The Ingress Venn

This is intended to give ~~a brief~~ an overview of how to serve and consume traffic safely. Most of these components are abstracted away from you, so you’ll seldom get the full picture without a deep dive here or there.

Components of Ingress

On the public internet, there are three main problems when getting traffic to your site or service. They are a) figuring out where on the internet that service is, b) ensuring traffic to/from the service was not tampered with, and c) verifying that you’re actually talking to the correct service. Otherwise put:

Discovering and reaching a service
Establishing a secure connection to the service
Service identity verification

Discovering and reaching a service

How do we know where our service lives?

There are a few solutions to this, a pretty common one is DNS. Domain Name Servers form a distributed key value store which maps domain names to IP addresses. There are different kinds of records, but loosely speaking they all are to accomplish this same goal. dig is a command line utility for DNS lookup, here it used to show which IP addresses we should expect to find the service dns.google.com.

$ dig dns.google.com  
  
; <<>> DiG 9.18.28-1~deb12u2-Debian <<>> dns.google.com  
;; global options: +cmd  
;; Got answer:  
;; ->>HEADER<<- opcode: QUERY, status: NOERROR, id: 3525  
;; flags: qr rd ra; QUERY: 1, ANSWER: 2, AUTHORITY: 0, ADDITIONAL: 1  
  
;; OPT PSEUDOSECTION:  
; EDNS: version: 0, flags:; udp: 512  
;; QUESTION SECTION:  
;dns.google.com.                        IN      A  
  
;; ANSWER SECTION:  
dns.google.com.         647     IN      A       8.8.4.4  
dns.google.com.         647     IN      A       8.8.8.8  
  
;; Query time: 12 msec  
;; SERVER: 192.168.1.1#53(192.168.1.1) (UDP)  
;; WHEN: Tue Oct 29 08:39:56 MDT 2024  
;; MSG SIZE  rcvd: 75

Here you can see that dns.google.com resolves to both 8.8.8.8 and 8.8.4.4.

DNS will propagate information to each other.
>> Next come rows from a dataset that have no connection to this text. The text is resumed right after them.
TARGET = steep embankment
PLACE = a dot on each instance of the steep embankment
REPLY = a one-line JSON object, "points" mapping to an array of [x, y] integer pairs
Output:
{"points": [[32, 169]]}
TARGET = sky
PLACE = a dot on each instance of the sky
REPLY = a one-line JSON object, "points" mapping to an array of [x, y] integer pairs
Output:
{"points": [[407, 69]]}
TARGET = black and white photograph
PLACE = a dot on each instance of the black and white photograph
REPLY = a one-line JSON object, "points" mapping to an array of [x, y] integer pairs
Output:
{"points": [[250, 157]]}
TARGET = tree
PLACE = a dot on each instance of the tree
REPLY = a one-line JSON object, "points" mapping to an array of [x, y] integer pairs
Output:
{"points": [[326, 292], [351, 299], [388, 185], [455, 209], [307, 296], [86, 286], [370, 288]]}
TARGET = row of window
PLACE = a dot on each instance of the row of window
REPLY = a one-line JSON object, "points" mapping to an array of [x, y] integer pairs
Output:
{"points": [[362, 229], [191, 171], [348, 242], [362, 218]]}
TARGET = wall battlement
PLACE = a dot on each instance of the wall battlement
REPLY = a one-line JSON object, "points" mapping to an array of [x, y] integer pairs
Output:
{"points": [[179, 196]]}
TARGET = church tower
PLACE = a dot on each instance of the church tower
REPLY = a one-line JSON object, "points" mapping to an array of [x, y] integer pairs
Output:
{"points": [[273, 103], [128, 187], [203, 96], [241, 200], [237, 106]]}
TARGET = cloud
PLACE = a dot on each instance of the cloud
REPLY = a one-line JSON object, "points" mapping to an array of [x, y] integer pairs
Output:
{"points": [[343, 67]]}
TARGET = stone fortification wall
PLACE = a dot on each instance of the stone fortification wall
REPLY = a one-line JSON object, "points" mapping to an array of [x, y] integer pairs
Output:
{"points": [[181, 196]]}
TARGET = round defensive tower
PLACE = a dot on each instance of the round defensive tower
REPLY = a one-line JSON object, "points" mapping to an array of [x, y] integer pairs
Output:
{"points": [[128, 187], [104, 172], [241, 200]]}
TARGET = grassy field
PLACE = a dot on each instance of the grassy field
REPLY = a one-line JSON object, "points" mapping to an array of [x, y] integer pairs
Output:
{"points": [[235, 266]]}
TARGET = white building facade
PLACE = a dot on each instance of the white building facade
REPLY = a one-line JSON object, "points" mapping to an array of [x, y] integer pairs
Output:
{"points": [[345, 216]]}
Each domain name registrar has a unique way of configuring records. It is bespoke and inane, but at least consuming them meets a spec.

Establishing a secure connection to the service

Great, so we know where the service lives. How do we connect to it securely? The internet is a dangerous place. With data moving about all willy-nilly, anyone can and inspect or (heaven forbid) change the data in your requests and responses (gasp!).

Side Quest: understanding HTTP and TCP

So there’s this thing called the OSI model. I’ll let you go read about it, or not. The two layers we’re primarily concerned with are Application and Transport. HTTP requests are made at the Application Layer, but moving the data happens at the Transport Layer.

Any time there’s something that feels Computer Science-y called a “model” then you can assuredly trust that it is closer to documentation than compiled code, and therefore less accurate as the Real Things You Interact With. Trust the landscape, not the map.

Requests made to http://example.com and https://example.com are both over HTTP, but are very different. That s is doing a lot of work and we need to understand where. While theoretical lectures are great, I prefer to write some programs to verify what’s happening as we explore it.

For this side-quest two commands curl (curl) and netcat (nc) will be our friends. First let’s use the python builtin module to host a directory as an HTTP server (echo 'hi there' > index.html && python -m http.server). This should be available on localhost:8000.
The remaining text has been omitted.